Полотно Тыранова выделялось экспрессией. Надеюсь, парень под гнётом критики не разочаруется в собственной картине. Сам он как раз отправился в Академию художеств, где и выставлялась «Помпея» Брюллова.
Больше зрителей я в этот день не дождался и в 16.00 позвал сторожа, чтобы закрыть зал. Дядька попутно меня просветил, что граф Толстой, оказывается, друг нашего ректора. И хотя он «по художественной части», но вообще-то скульптор, а ещё в прошлом году сочинил балет. Раньше его покойная супруга вдохновляла. Редкой красоты и изящности была дама, а после её смерти (год назад) танцовщицы неплохо «утешали» графа.

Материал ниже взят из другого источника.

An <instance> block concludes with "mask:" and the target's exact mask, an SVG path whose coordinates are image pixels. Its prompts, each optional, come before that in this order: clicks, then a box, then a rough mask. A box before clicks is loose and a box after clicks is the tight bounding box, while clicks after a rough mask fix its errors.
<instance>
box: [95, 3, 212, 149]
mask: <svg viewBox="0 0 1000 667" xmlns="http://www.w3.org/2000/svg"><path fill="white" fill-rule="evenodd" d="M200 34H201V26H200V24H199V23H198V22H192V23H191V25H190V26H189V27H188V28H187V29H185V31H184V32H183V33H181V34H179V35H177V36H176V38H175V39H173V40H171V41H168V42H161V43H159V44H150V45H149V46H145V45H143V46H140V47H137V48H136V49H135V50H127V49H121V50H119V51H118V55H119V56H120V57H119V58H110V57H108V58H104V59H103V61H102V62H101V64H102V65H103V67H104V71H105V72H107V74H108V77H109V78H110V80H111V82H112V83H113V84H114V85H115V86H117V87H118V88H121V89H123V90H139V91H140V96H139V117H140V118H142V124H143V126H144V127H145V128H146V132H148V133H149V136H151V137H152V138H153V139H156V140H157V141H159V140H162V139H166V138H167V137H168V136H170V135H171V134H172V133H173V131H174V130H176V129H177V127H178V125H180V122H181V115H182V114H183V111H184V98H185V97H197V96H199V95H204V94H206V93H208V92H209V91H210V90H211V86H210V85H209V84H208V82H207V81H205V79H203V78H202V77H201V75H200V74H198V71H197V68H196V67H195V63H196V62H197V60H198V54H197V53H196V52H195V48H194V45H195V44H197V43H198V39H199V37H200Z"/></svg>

Дома меня ждал один Тыранов. Художник имел задумчивый вид. Еще раз уточнил у меня по поводу своей дальнейшей карьеры. Пообещал парню, что обязательно заберу его обратно в поместье. Через год или чуть больше привезём в столицу новую выставку. В очередной раз похвалил, механически повторив, что обычно рассказывал посетителям выставки. Тыранов заметил мою рассеянность и донимать больше не не стал. Выпил чай и удалился в свою комнату.